The unseen docu crew, that — in one of the film’s running jokes — is always being verbally or physically abused, joins the story seven days before Jimmy’s fight, as the media frenzy mounts. So amateur that he hasn’t even fought in a ring yet, Jimmy is trained by one of Herbie’s gymrat pals, a whimsical old Irish codger called Paddy (David Kelly).
With Bloom playing Jimmy as an all-round nice guy, the comedy comes totally from the colorful supporting roles. Jimmy’s trashy mom, Pat (impressionist Ronni Ancona), bills herself as a “massage therapist” and even offers the film crew a quickie after her interview. Jimmy’s childhood buddy, Stan (Rafe Spall), is a total bum, and his father (Frank Harper) is still in stir. Herbie himself is such a tree-swinger he can’t even pronounce the word “pugilism.”

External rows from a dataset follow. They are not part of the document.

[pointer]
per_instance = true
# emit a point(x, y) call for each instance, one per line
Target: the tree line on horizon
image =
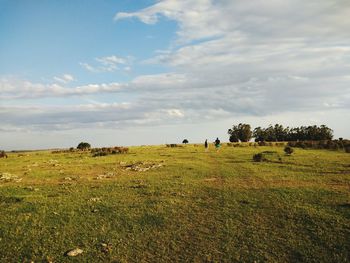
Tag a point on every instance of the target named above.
point(275, 133)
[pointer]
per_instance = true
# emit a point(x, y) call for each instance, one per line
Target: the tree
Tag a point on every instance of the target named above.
point(240, 132)
point(83, 146)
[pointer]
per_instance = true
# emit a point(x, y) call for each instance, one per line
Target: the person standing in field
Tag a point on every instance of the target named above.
point(217, 144)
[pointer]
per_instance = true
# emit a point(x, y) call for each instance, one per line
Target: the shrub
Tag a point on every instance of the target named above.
point(347, 148)
point(259, 157)
point(288, 150)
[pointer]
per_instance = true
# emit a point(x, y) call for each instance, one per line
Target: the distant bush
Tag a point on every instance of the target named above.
point(323, 144)
point(267, 156)
point(172, 145)
point(83, 146)
point(347, 148)
point(288, 150)
point(259, 157)
point(3, 154)
point(109, 150)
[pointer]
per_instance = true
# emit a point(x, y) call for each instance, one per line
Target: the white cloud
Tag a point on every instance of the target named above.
point(108, 64)
point(259, 61)
point(66, 78)
point(13, 88)
point(175, 113)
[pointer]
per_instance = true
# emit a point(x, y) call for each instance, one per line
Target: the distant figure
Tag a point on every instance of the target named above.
point(217, 144)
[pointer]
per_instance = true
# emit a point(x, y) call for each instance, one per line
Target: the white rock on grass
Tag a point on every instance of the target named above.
point(74, 252)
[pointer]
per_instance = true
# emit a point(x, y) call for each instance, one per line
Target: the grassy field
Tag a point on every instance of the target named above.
point(191, 206)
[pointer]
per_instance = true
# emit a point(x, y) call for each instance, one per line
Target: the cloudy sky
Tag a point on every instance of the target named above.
point(128, 72)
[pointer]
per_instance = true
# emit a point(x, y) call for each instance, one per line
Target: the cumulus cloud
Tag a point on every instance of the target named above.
point(65, 78)
point(108, 64)
point(13, 88)
point(231, 60)
point(253, 57)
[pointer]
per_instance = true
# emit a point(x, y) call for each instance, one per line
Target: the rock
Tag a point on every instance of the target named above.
point(95, 199)
point(106, 248)
point(7, 177)
point(74, 252)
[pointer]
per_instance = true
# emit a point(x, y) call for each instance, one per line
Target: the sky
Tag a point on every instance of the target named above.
point(126, 72)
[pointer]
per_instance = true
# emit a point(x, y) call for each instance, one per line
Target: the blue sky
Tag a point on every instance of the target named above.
point(153, 72)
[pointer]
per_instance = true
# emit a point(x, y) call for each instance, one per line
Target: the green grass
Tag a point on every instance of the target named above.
point(197, 207)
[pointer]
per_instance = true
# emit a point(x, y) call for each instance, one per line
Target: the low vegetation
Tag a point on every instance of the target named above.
point(176, 204)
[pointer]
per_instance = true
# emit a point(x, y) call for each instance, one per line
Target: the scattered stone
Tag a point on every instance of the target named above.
point(142, 166)
point(74, 252)
point(94, 199)
point(107, 175)
point(31, 188)
point(106, 248)
point(7, 177)
point(211, 179)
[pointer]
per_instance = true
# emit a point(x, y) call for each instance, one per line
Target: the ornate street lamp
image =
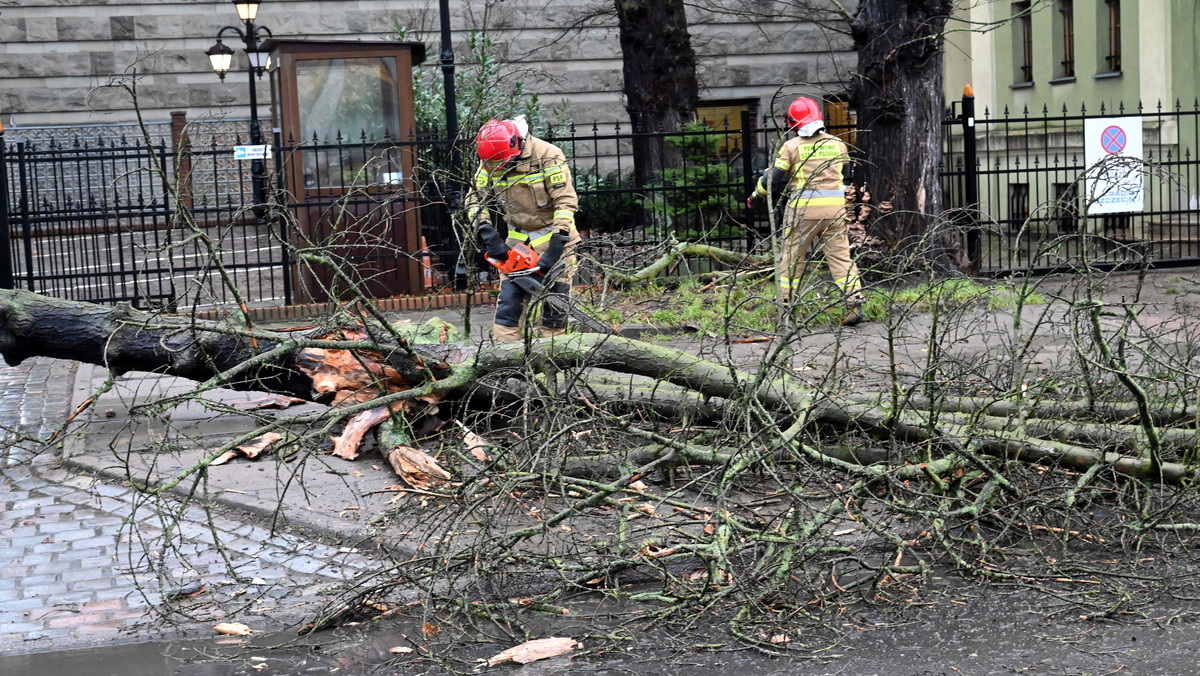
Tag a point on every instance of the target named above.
point(221, 57)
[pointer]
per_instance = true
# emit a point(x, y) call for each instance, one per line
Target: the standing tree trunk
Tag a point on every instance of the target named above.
point(898, 95)
point(660, 76)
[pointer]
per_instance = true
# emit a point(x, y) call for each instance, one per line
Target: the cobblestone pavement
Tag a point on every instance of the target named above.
point(87, 561)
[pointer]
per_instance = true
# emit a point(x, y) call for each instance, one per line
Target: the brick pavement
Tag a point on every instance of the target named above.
point(85, 560)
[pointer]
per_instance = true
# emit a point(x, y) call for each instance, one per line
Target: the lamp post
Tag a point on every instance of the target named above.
point(221, 57)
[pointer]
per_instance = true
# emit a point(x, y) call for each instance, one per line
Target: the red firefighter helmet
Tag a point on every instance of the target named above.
point(803, 112)
point(498, 141)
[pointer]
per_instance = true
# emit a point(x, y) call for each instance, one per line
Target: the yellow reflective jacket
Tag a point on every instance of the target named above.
point(811, 168)
point(534, 192)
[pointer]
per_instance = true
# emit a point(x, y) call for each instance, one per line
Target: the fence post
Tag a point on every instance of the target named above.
point(748, 178)
point(5, 226)
point(181, 148)
point(971, 177)
point(281, 203)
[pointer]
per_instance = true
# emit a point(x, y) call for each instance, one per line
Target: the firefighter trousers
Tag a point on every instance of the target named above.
point(827, 227)
point(513, 304)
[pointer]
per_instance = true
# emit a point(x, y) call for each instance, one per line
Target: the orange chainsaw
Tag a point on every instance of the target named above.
point(534, 274)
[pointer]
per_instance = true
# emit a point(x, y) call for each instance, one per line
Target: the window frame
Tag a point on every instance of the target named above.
point(1065, 57)
point(1111, 60)
point(1023, 43)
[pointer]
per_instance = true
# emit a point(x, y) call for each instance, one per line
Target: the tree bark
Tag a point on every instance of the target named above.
point(660, 77)
point(381, 364)
point(898, 96)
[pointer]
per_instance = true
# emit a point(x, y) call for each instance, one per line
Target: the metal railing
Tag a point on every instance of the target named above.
point(171, 222)
point(1025, 190)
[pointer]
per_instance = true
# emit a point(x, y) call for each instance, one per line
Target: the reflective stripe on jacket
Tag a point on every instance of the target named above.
point(534, 191)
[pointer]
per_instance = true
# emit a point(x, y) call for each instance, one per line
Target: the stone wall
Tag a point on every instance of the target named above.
point(84, 61)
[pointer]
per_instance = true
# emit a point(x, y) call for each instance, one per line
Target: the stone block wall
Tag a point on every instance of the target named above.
point(87, 61)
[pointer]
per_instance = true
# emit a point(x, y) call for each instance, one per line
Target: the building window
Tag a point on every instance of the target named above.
point(1110, 43)
point(1065, 214)
point(840, 118)
point(1065, 42)
point(725, 118)
point(1023, 43)
point(1018, 204)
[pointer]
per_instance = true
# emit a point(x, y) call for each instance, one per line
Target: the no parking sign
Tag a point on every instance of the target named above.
point(1113, 151)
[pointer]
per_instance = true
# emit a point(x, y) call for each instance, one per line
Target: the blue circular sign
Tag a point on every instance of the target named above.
point(1113, 139)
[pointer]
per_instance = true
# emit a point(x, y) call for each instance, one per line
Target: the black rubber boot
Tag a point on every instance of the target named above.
point(853, 316)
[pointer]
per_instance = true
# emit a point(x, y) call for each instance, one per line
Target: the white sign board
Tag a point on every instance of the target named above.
point(251, 151)
point(1114, 183)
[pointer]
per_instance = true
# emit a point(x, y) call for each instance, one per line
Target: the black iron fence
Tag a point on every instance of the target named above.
point(129, 219)
point(168, 220)
point(1033, 197)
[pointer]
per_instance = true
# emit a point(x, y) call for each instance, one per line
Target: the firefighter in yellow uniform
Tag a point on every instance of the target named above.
point(808, 174)
point(528, 180)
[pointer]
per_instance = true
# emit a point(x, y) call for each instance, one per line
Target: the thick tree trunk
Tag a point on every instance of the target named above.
point(660, 77)
point(898, 95)
point(123, 339)
point(351, 365)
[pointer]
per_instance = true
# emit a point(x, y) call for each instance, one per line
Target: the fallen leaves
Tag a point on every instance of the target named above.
point(232, 628)
point(535, 650)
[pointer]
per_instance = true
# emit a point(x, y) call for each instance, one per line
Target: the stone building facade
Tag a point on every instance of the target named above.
point(82, 63)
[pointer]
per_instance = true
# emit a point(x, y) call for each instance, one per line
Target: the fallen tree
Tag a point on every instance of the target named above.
point(765, 489)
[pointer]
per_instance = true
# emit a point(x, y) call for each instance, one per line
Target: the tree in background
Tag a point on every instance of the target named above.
point(660, 77)
point(897, 93)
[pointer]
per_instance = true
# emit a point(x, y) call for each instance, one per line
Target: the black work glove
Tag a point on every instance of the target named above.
point(555, 251)
point(493, 244)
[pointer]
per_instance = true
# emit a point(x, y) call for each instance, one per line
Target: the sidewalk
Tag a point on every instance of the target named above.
point(87, 557)
point(77, 573)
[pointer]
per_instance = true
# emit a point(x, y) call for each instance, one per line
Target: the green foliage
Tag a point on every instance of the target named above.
point(694, 199)
point(607, 203)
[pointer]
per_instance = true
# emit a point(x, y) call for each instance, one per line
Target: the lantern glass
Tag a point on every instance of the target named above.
point(246, 11)
point(221, 57)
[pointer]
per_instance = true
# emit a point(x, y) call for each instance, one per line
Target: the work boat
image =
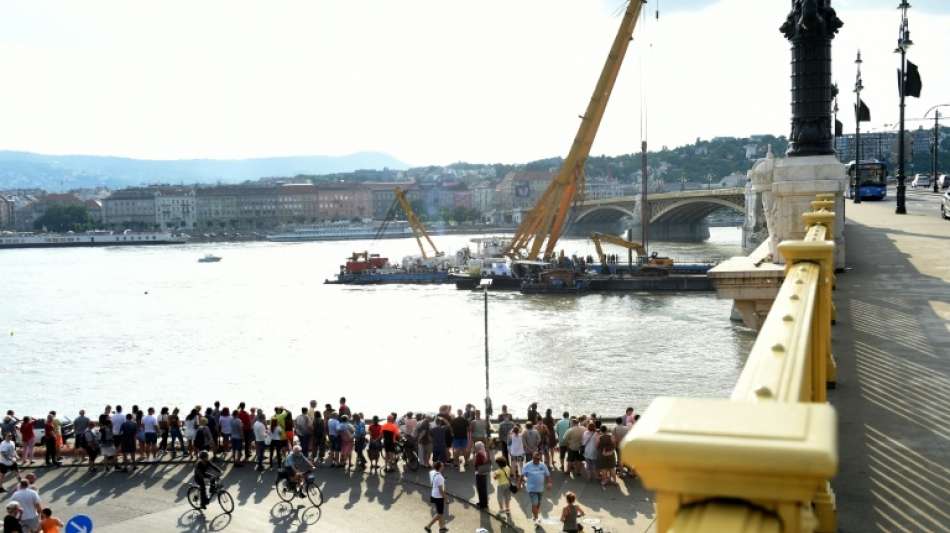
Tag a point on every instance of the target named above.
point(363, 268)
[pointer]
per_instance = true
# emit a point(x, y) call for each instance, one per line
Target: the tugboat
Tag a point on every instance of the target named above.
point(556, 281)
point(363, 268)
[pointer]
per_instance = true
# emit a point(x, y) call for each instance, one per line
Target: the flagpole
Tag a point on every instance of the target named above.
point(903, 42)
point(856, 188)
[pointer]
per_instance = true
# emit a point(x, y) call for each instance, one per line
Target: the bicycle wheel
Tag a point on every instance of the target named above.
point(226, 501)
point(314, 494)
point(286, 490)
point(194, 497)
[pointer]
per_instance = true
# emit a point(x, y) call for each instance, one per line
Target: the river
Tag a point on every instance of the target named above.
point(84, 327)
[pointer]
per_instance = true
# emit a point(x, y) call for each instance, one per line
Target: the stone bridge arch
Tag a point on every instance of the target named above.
point(690, 210)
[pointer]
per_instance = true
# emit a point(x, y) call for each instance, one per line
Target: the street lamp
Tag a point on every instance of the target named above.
point(936, 142)
point(485, 283)
point(903, 43)
point(858, 86)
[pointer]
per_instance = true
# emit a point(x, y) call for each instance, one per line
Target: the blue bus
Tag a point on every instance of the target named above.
point(873, 184)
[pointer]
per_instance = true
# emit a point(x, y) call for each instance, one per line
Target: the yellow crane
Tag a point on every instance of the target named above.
point(545, 222)
point(418, 229)
point(654, 263)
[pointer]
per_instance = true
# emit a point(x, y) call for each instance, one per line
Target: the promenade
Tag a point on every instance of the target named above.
point(892, 344)
point(152, 499)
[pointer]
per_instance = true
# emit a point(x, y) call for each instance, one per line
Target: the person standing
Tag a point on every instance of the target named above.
point(503, 483)
point(482, 469)
point(532, 440)
point(28, 438)
point(127, 433)
point(359, 440)
point(516, 450)
point(571, 513)
point(50, 442)
point(460, 434)
point(437, 497)
point(260, 440)
point(560, 431)
point(80, 424)
point(150, 434)
point(30, 506)
point(11, 521)
point(505, 424)
point(8, 459)
point(303, 428)
point(536, 478)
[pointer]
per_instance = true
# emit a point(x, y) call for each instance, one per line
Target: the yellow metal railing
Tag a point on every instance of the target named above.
point(760, 461)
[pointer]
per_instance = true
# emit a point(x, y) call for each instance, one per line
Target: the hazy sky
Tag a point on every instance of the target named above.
point(428, 81)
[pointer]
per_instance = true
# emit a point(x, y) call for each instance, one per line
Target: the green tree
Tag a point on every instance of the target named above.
point(62, 218)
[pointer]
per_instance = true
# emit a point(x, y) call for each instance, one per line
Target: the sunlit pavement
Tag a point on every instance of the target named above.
point(892, 344)
point(153, 499)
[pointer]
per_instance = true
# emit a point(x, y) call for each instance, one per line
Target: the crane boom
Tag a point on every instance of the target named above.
point(418, 229)
point(545, 222)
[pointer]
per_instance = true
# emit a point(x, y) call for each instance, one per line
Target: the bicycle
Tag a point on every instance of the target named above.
point(214, 492)
point(288, 489)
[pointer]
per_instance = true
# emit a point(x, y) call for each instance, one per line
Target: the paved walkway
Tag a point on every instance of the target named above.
point(892, 343)
point(152, 499)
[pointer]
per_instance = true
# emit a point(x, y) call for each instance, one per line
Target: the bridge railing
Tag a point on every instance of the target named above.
point(762, 459)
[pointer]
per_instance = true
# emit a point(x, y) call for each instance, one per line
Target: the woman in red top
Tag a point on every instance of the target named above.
point(375, 442)
point(29, 439)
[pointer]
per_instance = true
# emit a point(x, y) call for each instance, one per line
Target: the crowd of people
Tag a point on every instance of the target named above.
point(515, 454)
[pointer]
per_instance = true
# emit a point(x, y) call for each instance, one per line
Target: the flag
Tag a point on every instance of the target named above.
point(862, 112)
point(912, 83)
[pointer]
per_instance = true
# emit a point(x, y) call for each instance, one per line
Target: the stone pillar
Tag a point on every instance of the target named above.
point(795, 183)
point(811, 167)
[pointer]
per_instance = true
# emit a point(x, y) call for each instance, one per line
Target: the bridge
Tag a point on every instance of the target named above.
point(673, 215)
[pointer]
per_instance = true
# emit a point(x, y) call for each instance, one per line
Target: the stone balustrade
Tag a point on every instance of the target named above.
point(762, 459)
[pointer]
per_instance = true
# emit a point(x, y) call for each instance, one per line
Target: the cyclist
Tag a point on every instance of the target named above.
point(296, 466)
point(205, 476)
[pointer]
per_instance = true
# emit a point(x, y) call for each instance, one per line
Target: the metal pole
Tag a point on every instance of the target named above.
point(644, 206)
point(936, 146)
point(902, 42)
point(856, 188)
point(487, 396)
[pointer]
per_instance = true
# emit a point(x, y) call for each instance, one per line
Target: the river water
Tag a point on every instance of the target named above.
point(150, 325)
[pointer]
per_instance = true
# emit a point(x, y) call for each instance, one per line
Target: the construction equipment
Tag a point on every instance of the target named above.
point(652, 264)
point(545, 222)
point(418, 229)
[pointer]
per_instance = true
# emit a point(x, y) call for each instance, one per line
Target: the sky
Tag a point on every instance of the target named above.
point(427, 81)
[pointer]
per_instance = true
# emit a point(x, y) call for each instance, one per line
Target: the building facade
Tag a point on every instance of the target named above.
point(175, 208)
point(130, 208)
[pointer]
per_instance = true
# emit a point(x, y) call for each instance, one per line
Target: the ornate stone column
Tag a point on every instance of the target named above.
point(811, 166)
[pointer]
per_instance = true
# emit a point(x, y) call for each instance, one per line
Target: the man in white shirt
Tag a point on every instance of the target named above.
point(118, 418)
point(8, 459)
point(437, 497)
point(150, 431)
point(30, 503)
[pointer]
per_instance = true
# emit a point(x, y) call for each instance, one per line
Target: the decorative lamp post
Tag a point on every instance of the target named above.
point(485, 283)
point(858, 86)
point(810, 27)
point(903, 43)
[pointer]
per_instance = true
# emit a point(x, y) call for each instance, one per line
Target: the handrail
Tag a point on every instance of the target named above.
point(770, 450)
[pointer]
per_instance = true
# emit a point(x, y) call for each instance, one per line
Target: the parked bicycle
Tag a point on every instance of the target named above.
point(288, 489)
point(215, 492)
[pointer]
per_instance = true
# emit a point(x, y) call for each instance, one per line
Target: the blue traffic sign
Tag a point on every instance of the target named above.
point(79, 524)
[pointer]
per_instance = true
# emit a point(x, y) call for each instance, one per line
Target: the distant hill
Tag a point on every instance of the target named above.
point(64, 172)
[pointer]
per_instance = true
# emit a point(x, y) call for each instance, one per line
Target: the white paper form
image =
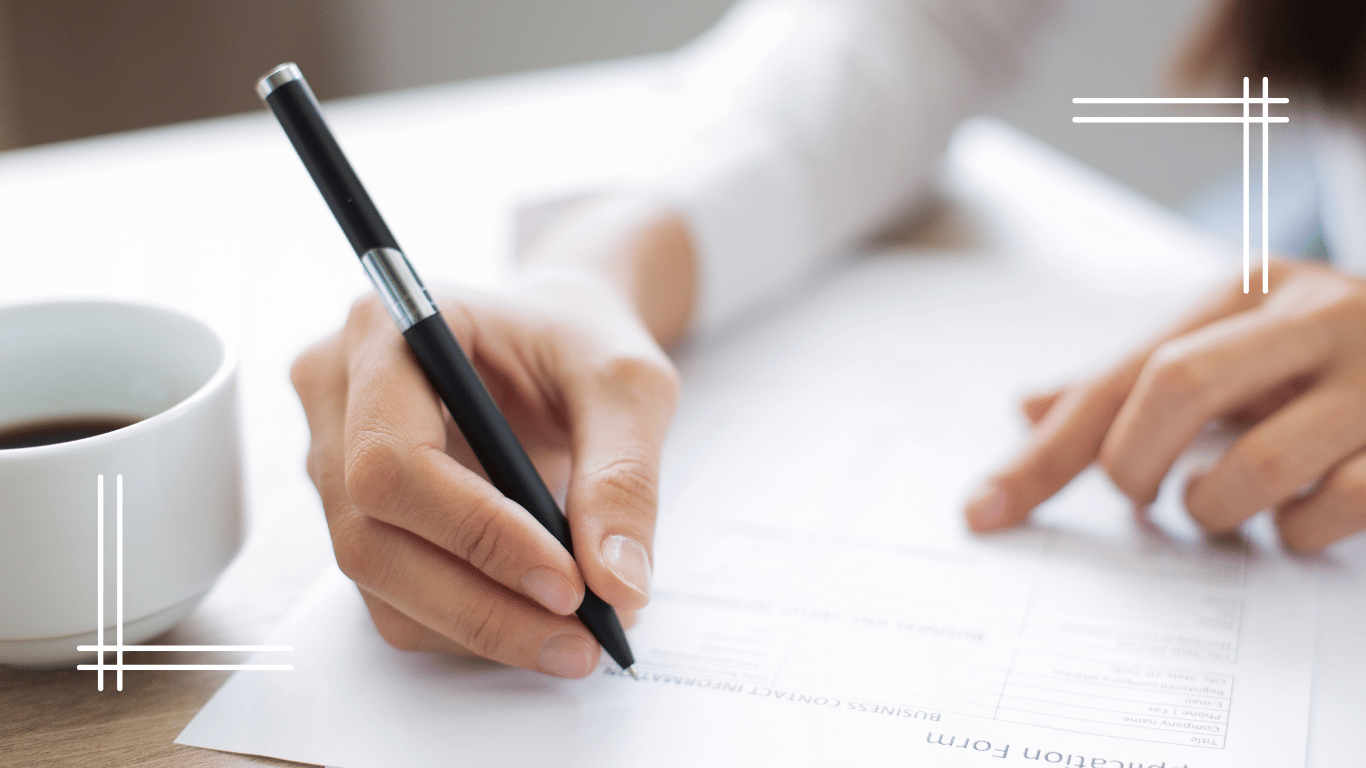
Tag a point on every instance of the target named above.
point(817, 600)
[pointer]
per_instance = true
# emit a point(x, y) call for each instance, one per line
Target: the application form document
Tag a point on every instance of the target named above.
point(817, 599)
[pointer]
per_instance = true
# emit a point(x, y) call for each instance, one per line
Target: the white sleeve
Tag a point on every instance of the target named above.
point(820, 123)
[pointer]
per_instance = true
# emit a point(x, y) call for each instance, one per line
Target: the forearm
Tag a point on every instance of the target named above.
point(638, 246)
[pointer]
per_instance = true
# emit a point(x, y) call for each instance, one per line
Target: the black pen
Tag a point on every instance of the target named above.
point(437, 353)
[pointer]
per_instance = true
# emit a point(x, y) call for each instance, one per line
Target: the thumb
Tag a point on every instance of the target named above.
point(618, 416)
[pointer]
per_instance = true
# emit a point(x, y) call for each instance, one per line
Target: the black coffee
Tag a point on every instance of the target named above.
point(59, 431)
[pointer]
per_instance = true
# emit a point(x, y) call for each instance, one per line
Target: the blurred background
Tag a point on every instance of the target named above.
point(71, 69)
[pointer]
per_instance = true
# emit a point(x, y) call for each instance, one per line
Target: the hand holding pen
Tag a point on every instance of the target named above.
point(444, 559)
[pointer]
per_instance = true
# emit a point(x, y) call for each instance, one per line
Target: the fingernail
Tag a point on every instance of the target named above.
point(551, 589)
point(986, 507)
point(627, 559)
point(566, 656)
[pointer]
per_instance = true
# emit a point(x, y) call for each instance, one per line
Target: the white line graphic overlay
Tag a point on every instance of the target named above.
point(118, 648)
point(118, 596)
point(99, 566)
point(1265, 119)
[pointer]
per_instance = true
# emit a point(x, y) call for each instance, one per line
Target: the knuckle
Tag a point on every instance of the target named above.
point(400, 633)
point(313, 466)
point(1113, 465)
point(374, 474)
point(482, 630)
point(1262, 466)
point(476, 535)
point(641, 380)
point(1348, 488)
point(358, 554)
point(1178, 380)
point(627, 481)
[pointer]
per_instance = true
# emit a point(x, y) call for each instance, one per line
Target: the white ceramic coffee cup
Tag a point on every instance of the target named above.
point(180, 466)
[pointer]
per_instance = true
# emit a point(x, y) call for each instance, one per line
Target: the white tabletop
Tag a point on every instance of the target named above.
point(220, 219)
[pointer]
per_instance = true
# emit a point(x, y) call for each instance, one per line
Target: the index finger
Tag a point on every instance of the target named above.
point(1068, 437)
point(398, 472)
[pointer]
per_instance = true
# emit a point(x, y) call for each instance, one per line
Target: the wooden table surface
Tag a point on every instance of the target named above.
point(219, 219)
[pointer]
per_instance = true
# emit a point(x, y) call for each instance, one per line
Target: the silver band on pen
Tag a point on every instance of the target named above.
point(403, 293)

Pic’s comic celebration of British amateurism and muddling along is thrown into sharp relief as the story briefly turns its attention to Mendez, all high-octane Yank professionalism under his baleful manager, Artie Cohen (Michael Lerner). When Jimmy, reading from cue cards provided by Herbie during a press conference, threatens to send Mexican-American Mendez “back on a banana boat,” an anti-racist storm breaks out in the Brit tabloid press, and the whole country turns against the humble milkman.
Film nixes its mockumentary credentials early on by so obviously being a scripted movie, with the sheer unbelievability of the basic premise, as well as devices like Jimmy’s killer punch. That’s all well and good, but in its place there’s a lack of sufficient invention in the script by Scottish writers Raymond Friel and Derek Boyle to sustain a 90-minute movie much beyond the halfway point. Pic pales in comparison to Brit soccer mockumentary, “Mike Bassett, England Manager” (2001), which featured sharp writing plus a strong lead perf by Ricky Tomlinson.
Boyish-looking Bloom makes Jimmy likable enough, but it’s not a strong enough performance to anchor a one-joke movie. Kudos go more to the supports, especially Djalili, superb as the gross-out Herbie, plus Kelly as the blarney-full trainer and Spall as Jimmy’s terminally slacker pal.
Tech credits are OK, given the docu approach, though the penchant for fancy jump cuts by first-time helmer Alex de Rakoff (who made the vidgame “Grand Theft Auto 2”) seems misplaced in the context.